It all seemed like a stretch. And it was. Yesterday the Eagles, ranked 30th in the NFL in rushing defense after two games, finally moved Chaney back to the middle. Fokou went back to the strongside, where he started 11 games last season. Matthews, an outside linebacker in college at Oregon, went to the weakside.
We'll learn Castillo's rationale when he addresses reporters today. Matthews and Fokou were not present in the locker room during the time reporters were allowed, but Chaney, who looked promising in starting the final two games of 2010 at MIKE, said he felt the changes would help.
"I like to look at the whole offensive line, all the way to the fullback. Being at the MIKE, you can see all of that. At the SAM, you can pretty much see half of the line," Chaney said.
Chaney said he thought the three were in more natural positions now. Chaney said that during practice, Matthews "said he's already starting to like the new position."
"With the WIL, he won't have to make calls - he did a good job with all that; out of all the rookie linebackers in the league, he probably had the most pressure and responsibility on him, and I think he did a pretty good job," Chaney said.
Asked how these moves will change the defense, Chaney said: "I don't know. You'll find out Sunday, when you see all of us on the field at the same time.
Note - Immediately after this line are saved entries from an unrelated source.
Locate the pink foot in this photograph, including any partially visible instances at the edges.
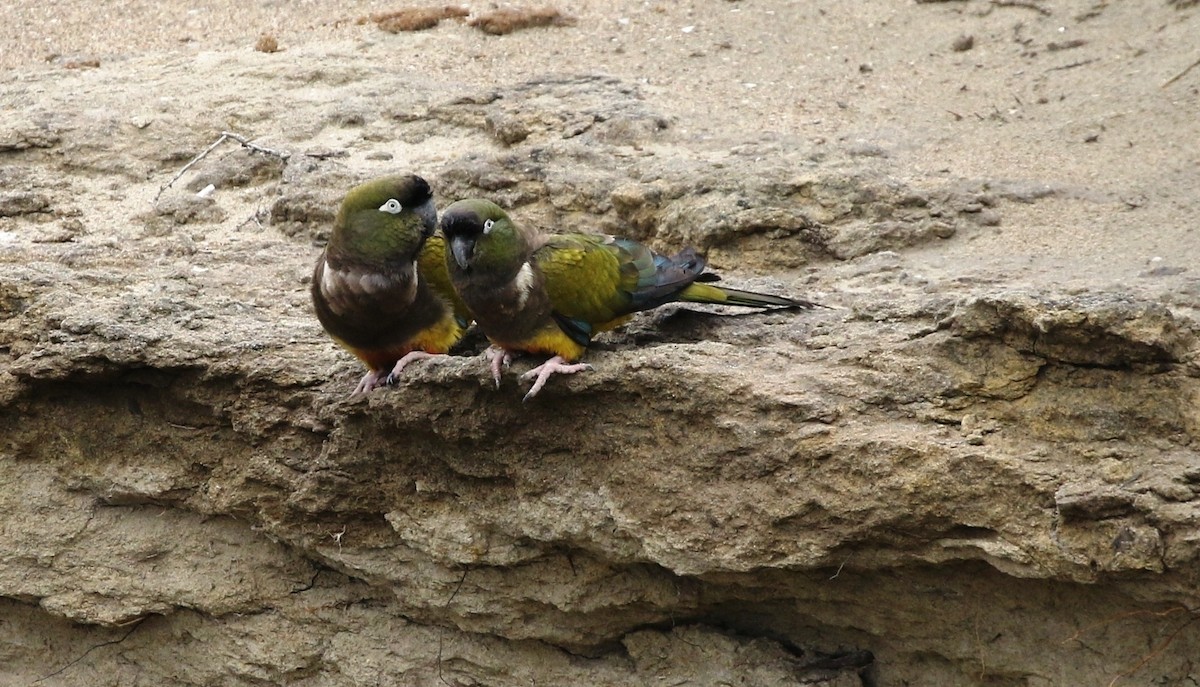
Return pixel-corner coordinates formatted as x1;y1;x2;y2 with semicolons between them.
519;355;593;401
485;346;513;389
351;352;444;396
352;369;389;396
385;350;441;385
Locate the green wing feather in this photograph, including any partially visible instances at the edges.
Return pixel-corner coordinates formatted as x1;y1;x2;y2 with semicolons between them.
534;234;635;326
533;231;817;344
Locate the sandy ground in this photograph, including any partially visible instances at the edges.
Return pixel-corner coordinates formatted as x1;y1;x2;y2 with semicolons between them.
6;0;1198;285
3;2;1200;685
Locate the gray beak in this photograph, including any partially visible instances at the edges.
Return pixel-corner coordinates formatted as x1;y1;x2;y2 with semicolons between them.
450;235;475;271
416;199;438;239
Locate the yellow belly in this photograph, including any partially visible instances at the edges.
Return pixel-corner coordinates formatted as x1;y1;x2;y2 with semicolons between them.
495;327;587;362
338;315;464;370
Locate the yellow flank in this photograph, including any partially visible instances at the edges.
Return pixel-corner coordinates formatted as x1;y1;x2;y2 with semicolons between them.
593;314;633;333
410;314;466;354
419;237;472;322
501;327;587;362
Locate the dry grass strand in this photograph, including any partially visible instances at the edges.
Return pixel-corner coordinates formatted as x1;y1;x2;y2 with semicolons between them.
469;7;576;35
255;34;279;53
368;6;469;33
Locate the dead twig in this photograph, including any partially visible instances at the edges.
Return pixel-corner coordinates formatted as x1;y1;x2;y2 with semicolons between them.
1046;57;1100;72
437;568;470;686
166;421;201;430
155;131;290;203
446;568;469;606
1062;605;1200;687
236;207;269;231
1063;606;1188;645
991;0;1052;15
830;556;850;579
35;616;148;683
1107;612;1200;687
1162;55;1200;88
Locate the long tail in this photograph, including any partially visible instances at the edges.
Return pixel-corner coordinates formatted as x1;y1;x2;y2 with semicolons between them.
679;282;822;309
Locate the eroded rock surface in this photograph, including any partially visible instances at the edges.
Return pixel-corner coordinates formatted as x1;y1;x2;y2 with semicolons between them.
3;1;1200;685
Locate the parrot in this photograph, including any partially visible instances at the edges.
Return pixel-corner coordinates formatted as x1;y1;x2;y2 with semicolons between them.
438;198;821;401
311;174;471;395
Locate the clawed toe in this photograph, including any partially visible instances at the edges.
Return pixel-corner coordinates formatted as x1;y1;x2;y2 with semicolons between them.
521;356;593;401
518;363;593;382
485;346;513;389
352;351;443;395
352;370;388;396
385;350;438;385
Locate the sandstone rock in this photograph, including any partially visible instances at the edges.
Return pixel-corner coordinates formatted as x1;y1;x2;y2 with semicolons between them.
0;191;51;217
2;3;1200;685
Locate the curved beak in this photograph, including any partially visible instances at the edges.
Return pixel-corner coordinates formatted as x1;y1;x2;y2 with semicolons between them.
449;234;475;271
416;199;438;239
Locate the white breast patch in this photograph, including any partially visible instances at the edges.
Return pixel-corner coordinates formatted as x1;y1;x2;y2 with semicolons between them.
513;261;535;310
320;260;417;314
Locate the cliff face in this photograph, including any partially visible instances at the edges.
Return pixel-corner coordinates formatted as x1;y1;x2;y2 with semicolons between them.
3;2;1200;685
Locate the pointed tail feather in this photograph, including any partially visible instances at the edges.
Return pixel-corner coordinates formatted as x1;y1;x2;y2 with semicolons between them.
679;282;822;309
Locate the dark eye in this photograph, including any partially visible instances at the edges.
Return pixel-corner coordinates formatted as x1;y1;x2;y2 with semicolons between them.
378;199;403;214
483;219;495;233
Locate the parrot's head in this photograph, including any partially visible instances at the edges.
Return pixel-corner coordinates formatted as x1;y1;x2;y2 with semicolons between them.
440;199;527;280
329;174;437;265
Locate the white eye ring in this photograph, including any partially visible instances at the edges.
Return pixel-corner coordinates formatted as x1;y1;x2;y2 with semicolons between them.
483;219;496;233
379;199;403;214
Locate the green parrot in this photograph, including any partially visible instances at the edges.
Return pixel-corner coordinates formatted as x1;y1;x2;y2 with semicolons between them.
311;174;471;395
439;198;821;400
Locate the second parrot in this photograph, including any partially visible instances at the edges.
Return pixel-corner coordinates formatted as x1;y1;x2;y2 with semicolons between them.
439;199;820;400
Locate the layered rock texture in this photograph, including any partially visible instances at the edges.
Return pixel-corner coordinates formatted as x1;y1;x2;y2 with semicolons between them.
3;1;1199;685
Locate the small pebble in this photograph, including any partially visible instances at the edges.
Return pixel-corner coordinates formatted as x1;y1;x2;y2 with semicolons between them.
952;35;975;52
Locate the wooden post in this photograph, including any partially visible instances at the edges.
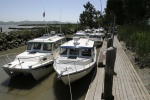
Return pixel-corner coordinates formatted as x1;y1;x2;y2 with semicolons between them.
0;27;1;32
107;33;111;39
102;47;117;100
107;38;113;48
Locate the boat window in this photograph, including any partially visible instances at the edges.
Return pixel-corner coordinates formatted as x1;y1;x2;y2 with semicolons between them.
60;48;67;55
74;34;86;38
43;43;52;51
96;35;101;38
27;43;32;50
53;43;57;50
89;35;101;38
57;40;61;46
82;48;91;56
33;43;41;50
53;43;56;50
69;48;79;55
62;38;66;44
89;35;93;38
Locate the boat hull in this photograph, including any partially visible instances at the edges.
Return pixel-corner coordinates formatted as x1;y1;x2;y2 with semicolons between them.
60;62;95;85
2;61;53;80
31;64;53;80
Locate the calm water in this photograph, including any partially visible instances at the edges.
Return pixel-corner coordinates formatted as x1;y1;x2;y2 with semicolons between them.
0;24;17;32
0;25;40;32
0;46;97;100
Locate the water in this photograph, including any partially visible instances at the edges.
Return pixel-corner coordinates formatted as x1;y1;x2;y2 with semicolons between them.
0;25;18;32
0;46;97;100
0;25;41;32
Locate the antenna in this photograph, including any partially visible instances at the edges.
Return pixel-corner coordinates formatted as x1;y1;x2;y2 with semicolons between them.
60;5;62;33
43;7;46;34
99;0;103;28
99;0;102;14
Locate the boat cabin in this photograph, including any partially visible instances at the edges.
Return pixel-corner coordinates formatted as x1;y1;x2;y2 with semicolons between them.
27;35;66;53
59;37;94;58
73;31;87;38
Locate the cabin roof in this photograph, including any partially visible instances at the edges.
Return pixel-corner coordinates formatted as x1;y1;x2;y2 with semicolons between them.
28;35;64;43
61;38;94;49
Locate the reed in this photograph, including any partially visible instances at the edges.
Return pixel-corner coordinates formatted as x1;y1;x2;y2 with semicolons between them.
118;25;150;67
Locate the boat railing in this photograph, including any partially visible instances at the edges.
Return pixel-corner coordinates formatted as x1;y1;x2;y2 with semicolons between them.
0;53;17;64
54;58;90;72
17;54;53;66
2;54;53;68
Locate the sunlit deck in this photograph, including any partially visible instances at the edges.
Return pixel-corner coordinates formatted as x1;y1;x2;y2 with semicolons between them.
85;36;150;100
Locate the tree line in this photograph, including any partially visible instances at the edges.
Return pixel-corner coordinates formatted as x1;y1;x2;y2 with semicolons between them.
105;0;150;25
79;0;150;27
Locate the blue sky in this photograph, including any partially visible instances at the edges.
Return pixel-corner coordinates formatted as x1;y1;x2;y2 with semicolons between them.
0;0;107;23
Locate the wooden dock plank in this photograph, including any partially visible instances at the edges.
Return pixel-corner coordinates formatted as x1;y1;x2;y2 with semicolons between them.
85;37;150;100
85;67;104;100
114;37;150;100
93;68;104;100
115;50;135;100
85;40;106;100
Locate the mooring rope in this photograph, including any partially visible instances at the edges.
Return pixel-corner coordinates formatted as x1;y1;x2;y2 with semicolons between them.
67;66;73;100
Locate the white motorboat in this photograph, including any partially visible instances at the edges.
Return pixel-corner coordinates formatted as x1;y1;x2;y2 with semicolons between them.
3;32;66;80
73;31;88;38
89;33;103;46
94;28;105;38
85;29;92;36
53;37;97;85
89;28;105;46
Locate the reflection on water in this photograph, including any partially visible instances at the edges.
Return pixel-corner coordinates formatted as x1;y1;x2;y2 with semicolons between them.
2;74;37;90
0;46;97;100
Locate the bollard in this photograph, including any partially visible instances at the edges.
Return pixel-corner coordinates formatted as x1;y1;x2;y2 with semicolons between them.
102;47;117;100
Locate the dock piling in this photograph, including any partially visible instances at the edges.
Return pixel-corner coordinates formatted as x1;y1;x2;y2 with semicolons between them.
107;38;113;48
102;47;117;100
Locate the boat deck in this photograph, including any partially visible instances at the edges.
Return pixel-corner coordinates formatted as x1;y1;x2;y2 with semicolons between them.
85;36;150;100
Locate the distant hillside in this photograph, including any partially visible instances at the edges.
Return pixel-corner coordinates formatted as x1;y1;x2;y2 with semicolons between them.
0;21;72;25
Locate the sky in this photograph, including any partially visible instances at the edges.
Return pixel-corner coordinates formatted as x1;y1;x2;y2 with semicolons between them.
0;0;107;23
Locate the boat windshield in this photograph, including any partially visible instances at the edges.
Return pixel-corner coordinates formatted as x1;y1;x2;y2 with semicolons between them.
89;35;101;38
27;43;42;50
43;43;52;51
81;48;91;56
27;43;32;50
69;48;79;55
74;34;86;38
33;43;41;50
60;48;68;55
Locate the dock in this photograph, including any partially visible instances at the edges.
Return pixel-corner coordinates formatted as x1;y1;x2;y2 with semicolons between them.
85;36;150;100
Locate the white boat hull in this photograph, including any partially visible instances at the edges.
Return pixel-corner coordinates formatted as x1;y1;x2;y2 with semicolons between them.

I like the change; I'm down for everything though, Juan and coach Reid are doing."
Chaney said he "wasn't expected to go back to the middle this week."
Apparently, the nickel package won't change, with Chaney and rookie Brian Rolle most often handling the linebacking.
The Giants-Eagles rivalry is at an especially high pitch this week, given the Eagles' six successive victories in the series, and the circumstances surrounding the last installment, the Dec. 19 game in which the Birds came back from 21 down to win in the final 8 minutes.
Eagles players are being asked a lot about things the Giants are saying, such as Antrel Rolle's assertion that he has covered DeSean Jackson effectively one-on-one before and can do it again.
"He's just talking. A lot of times when people talk, they're either insecure or scared," Jeremy Maclin offered yesterday. "You just gotta go out there and play, man."
Jason Avant had a different take, understanding how frustrating it must have been for the New Yorkers to outplay the Eagles for 52 minutes last December, then see it all disappear. He said that in an odd way, that game should give the Giants confidence.
"You realize that, 'Man, if we go out there and not mess it up, we can play and we can win.' I know they realize they have the opportunity to beat us, and we know that, too, so we respect them. We'll come out and play our best game and be as focused as we can," Avant said.
Defensive ends Juqua Parker (ankle) and Darryl Tapp (pectoral muscle) did not practice. Andy Reid said Cullen Jenkins could move outside to end for some snaps against the Giants if needed . . . Jeremy Maclin was asked if he thought the $40,000 fine assessed the Falcons' Dunta Robinson for hitting Maclin headfirst was sufficient. "You can't lead with your head, period. It's not for me to say whether it's enough or not enough," Maclin said. "I'm in no position to hand out any fines. If you do it, you're going to get fined. He got fined" . . . Asante Samuel, asked in a conference call with New York reporters if he could see himself playing for a hated rival, a la Steve Smith, joked that the way things have gone this year, he probably could.